Medicare Supplemental Insurance Plans In general

Original Medicare Parts C and D cover many health services and products, but do not cover your entire cost. Medigap or Medicare Supplemental Insurance Plans can help. These plans fill in some or all of the gaps in coverage by paying your deductibles, copayments and coinsurance.

These plans are private, non-profit insurance companies that contract with Medicare to provide coverage and services. They offer many plan options and benefits including extra coverage of dental, hearing, fitness, telehealth and fitness services, gym memberships, as well as other wellness incentives. The monthly payments are paid directly by the insurer and not taken from your Social Security.

In general, supplemental policies do not cover prescription drug costs. However, many do cover Medicare Part D cost, such as the out-ofpocket limit and deductible. Some supplemental plans pay for foreign travel emergency expenses, and they might be required to use network providers (although that is not the case with all supplemental coverage).

Medicare Advantage Plans are generally less comprehensive in terms of health services and payment methods than traditional Medicare. Additional fees may be charged for services and items that aren’t directly health related. For example, a fitness centre membership or transportation.

For 2022 virtually all Medicare Advantage Plans available for general enrollment offer some extra benefits that are not offered by traditional Medicare. More then 90% of individual plans provide fitness, vision and telehealth, as well as dental benefits. Additionally, over the counter items, a meal benefit and transportation assistance are also frequently available. A smaller percentage of plans include bathroom safety devices. However, a slightly higher proportion of those who serve people with chronic diseases offer telemonitoring to caregivers.
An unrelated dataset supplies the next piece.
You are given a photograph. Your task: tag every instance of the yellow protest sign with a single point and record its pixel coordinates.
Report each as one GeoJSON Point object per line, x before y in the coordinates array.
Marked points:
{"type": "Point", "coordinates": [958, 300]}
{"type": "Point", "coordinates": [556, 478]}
Many HMO plans restrict health care provider choice to in-network doctors and hospitals. Some POS plans permit beneficiaries to choose health care providers outside of the network, but cost sharing is higher for out-of -network visits. PFFS and PPO plans do not require that beneficiaries see in-network providers, and they usually have lower deductibles and copayment/coinsurance than HMOs. Some Medicare Advantage plans require referrals only for specialists, while others do.

Medicare Advantage plans often serve a population with high-needs and specific health care requirements. They can use rebate dollars to provide extra benefits primarily related to health to these individuals. A small percentage (about 5%) of Medicare Advantage Plans offer extra benefits to chronically-ill enrollees. These include telemonitoring, caregiver support and other health-related services.